Stirling et al.’s frustration is tangible — and they clearly understand that the culprit is censorship implemented via copyright:
“The traditional publishers who published the work we’re critiquing can’t censor our paper now, can they? It isn’t their journal, so they can’t refuse to review/publish it … But they still have one trick up their sleeve. Copyright. They own the copyright on the papers we criticise, and many of the new open-access journals they hate so much use Creative Commons licensing. They have the right to refuse permission to reuse parts of their figures. But just how can anyone write a self-contained critical article about data misrepresented in figures without being able to include at least some of the original results for critique and analysis?”

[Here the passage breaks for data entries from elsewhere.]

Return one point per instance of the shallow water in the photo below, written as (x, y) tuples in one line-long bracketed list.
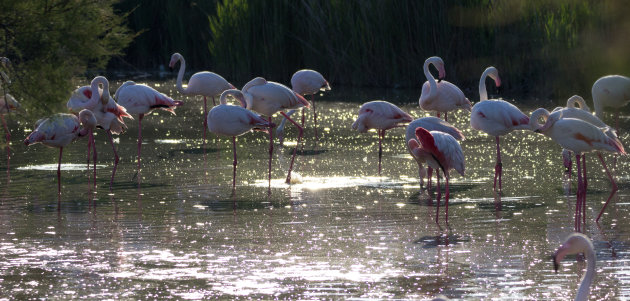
[(342, 233)]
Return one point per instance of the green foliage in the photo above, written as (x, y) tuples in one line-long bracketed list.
[(50, 42)]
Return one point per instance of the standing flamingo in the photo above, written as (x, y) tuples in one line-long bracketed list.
[(109, 115), (268, 98), (441, 96), (577, 243), (496, 117), (142, 99), (58, 131), (206, 83), (441, 151), (305, 82), (610, 91), (579, 137), (234, 121), (380, 115), (430, 124)]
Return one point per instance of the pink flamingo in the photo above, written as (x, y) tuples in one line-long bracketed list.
[(234, 121), (58, 131), (380, 115), (142, 99), (206, 83), (441, 151), (610, 91), (441, 96), (577, 243), (109, 115), (305, 82), (496, 117), (268, 98), (579, 137), (430, 124)]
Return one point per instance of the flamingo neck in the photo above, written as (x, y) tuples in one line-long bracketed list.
[(430, 79), (180, 74), (587, 280)]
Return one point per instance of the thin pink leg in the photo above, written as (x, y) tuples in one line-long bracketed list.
[(314, 115), (116, 159), (300, 132), (59, 180), (234, 163), (140, 116), (612, 181)]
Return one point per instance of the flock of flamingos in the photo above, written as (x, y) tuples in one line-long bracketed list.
[(430, 140)]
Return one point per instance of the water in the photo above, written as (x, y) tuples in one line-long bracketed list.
[(343, 233)]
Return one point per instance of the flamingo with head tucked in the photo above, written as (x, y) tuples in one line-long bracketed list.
[(58, 131), (496, 117), (577, 243), (141, 99), (441, 96), (305, 82), (268, 98), (579, 137), (441, 151), (610, 91), (382, 116), (234, 121), (430, 124), (205, 83)]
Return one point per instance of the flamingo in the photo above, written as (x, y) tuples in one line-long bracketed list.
[(305, 82), (430, 124), (58, 131), (579, 137), (441, 151), (496, 117), (234, 121), (206, 83), (268, 98), (109, 115), (610, 91), (141, 99), (574, 244), (380, 115), (441, 96)]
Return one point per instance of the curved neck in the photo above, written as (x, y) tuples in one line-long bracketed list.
[(585, 285), (430, 79), (180, 74)]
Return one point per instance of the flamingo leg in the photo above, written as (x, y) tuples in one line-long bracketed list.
[(140, 116), (314, 116), (234, 163), (116, 158), (300, 133), (59, 180), (612, 181)]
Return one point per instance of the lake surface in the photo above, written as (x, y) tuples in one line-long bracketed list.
[(342, 233)]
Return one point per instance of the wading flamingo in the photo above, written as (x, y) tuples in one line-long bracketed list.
[(268, 98), (429, 124), (496, 118), (109, 115), (610, 91), (305, 82), (58, 131), (441, 96), (579, 137), (578, 243), (205, 83), (234, 121), (382, 116), (441, 151), (141, 99)]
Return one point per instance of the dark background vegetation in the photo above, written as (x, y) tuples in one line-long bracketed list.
[(545, 49)]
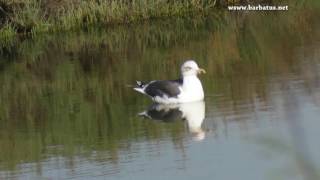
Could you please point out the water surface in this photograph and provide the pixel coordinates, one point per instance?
(67, 111)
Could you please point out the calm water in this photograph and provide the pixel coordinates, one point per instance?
(66, 110)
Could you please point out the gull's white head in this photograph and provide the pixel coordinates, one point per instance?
(191, 68)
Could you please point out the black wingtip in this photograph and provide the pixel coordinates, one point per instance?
(140, 84)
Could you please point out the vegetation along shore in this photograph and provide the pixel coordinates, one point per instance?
(34, 16)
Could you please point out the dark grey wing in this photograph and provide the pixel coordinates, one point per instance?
(160, 88)
(163, 114)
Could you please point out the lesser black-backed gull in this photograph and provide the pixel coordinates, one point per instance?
(188, 88)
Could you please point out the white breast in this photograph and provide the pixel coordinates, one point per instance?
(191, 89)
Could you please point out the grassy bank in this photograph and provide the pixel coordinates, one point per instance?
(34, 16)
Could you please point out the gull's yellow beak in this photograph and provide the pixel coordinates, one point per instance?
(200, 70)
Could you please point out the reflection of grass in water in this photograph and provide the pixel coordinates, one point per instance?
(299, 164)
(65, 90)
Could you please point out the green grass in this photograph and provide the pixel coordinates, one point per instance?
(34, 16)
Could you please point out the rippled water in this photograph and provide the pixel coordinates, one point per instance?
(67, 111)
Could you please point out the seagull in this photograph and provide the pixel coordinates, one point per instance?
(193, 113)
(188, 88)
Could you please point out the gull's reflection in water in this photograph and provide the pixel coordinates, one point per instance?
(193, 113)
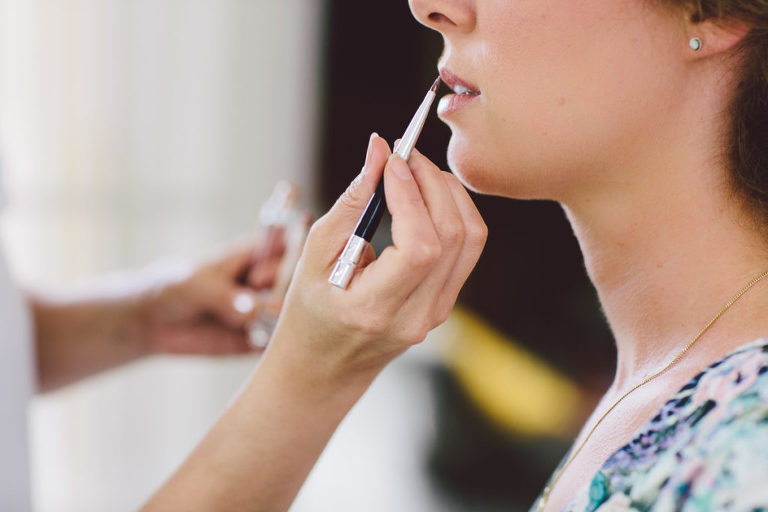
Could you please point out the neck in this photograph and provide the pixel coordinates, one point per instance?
(666, 251)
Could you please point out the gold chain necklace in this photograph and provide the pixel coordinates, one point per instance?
(548, 489)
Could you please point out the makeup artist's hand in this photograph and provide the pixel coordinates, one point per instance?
(394, 300)
(208, 311)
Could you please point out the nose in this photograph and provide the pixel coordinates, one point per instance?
(445, 16)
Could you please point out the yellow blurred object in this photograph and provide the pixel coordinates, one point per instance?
(518, 391)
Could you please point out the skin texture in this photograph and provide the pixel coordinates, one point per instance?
(602, 106)
(329, 343)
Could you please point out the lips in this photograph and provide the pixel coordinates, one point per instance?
(464, 93)
(456, 83)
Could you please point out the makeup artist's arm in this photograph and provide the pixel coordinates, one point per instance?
(330, 344)
(200, 311)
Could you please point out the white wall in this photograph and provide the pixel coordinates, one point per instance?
(132, 130)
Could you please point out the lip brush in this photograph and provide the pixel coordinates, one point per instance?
(369, 221)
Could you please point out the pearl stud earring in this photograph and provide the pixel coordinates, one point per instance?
(695, 44)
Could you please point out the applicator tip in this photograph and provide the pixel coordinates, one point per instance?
(435, 85)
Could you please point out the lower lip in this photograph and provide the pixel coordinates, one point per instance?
(450, 103)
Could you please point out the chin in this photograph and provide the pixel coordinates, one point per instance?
(467, 166)
(484, 171)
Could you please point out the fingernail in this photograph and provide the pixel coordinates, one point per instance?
(370, 150)
(243, 303)
(399, 167)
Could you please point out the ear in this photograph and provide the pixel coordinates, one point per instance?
(717, 34)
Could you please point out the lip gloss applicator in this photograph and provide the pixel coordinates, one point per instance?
(369, 221)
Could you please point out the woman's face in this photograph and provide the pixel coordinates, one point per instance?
(569, 92)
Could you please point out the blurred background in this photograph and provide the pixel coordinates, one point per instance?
(133, 131)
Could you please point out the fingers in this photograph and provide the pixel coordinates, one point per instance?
(416, 247)
(333, 229)
(447, 220)
(475, 236)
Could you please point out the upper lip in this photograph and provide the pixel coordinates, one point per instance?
(455, 82)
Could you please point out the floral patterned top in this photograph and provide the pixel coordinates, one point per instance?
(706, 449)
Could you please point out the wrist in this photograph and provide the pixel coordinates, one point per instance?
(314, 378)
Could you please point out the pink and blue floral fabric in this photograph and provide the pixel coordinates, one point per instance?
(705, 450)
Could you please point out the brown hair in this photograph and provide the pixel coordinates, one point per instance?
(747, 147)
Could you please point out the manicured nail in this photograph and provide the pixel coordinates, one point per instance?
(399, 167)
(370, 150)
(243, 303)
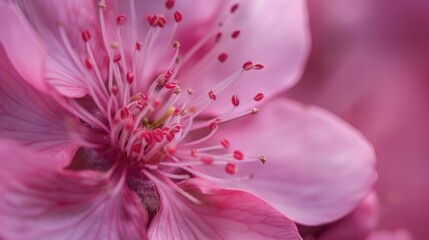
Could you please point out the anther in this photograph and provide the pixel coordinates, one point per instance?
(138, 45)
(88, 63)
(248, 66)
(117, 58)
(169, 4)
(120, 20)
(258, 66)
(222, 57)
(85, 35)
(238, 155)
(130, 77)
(225, 143)
(178, 16)
(235, 100)
(235, 34)
(234, 7)
(258, 97)
(218, 37)
(176, 44)
(262, 158)
(230, 168)
(212, 95)
(207, 160)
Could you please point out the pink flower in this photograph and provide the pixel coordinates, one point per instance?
(134, 120)
(368, 66)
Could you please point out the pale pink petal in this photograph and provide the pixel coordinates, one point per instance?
(356, 225)
(22, 46)
(32, 117)
(47, 18)
(399, 234)
(318, 168)
(41, 201)
(274, 33)
(222, 214)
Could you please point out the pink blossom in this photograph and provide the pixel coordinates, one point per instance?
(139, 120)
(368, 65)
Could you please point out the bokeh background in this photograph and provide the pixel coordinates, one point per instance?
(369, 64)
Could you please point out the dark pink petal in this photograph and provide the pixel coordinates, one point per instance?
(22, 46)
(32, 117)
(222, 214)
(41, 201)
(318, 168)
(273, 33)
(399, 234)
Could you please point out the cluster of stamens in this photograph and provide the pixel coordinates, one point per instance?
(151, 126)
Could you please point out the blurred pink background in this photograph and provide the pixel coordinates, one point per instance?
(369, 64)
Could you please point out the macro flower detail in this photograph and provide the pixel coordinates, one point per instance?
(150, 120)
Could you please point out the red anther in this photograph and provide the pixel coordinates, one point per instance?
(234, 7)
(235, 100)
(193, 153)
(168, 74)
(86, 35)
(114, 90)
(177, 111)
(222, 57)
(120, 20)
(161, 21)
(235, 34)
(170, 85)
(230, 168)
(137, 147)
(147, 136)
(117, 57)
(238, 155)
(258, 66)
(176, 128)
(212, 95)
(88, 63)
(157, 135)
(169, 4)
(218, 37)
(138, 45)
(207, 160)
(170, 136)
(125, 112)
(171, 149)
(258, 97)
(145, 96)
(225, 143)
(247, 65)
(178, 16)
(153, 20)
(130, 77)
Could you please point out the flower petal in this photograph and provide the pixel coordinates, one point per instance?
(274, 33)
(47, 18)
(28, 56)
(32, 117)
(41, 201)
(318, 168)
(223, 214)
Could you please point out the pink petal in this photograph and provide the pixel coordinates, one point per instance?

— from julianstirling.co.uk/how-can-we-trust-scientific-publishers-with-our-work-if-they-wont-play-fair/
“It beggars belief that the scientific publishing system is so screwed up that this type of farce can happen.”
— from raphazlab.wordpress.com/2014/09/14/stripes-open-access-and-copyright-as-a-form-of-censorship/
“Dear publishers (@plosone, @WileyExchanges @NatureMaterials @J_A_C_S) I don’t want to become a lawyer – plse just sort this mess – quick”
— from twitter.com/raphavisses/status/512354945236873216
These events clearly illustrate how copyright restrictions are not just a problem for cultural production. Copyright interferes just as much with the clear and referential communication needed for the healthy functioning of the scientific process. The point is not that Levy and his colleagues are right or wrong. The point is that whether they are right or wrong should be a matter of science, not censorship.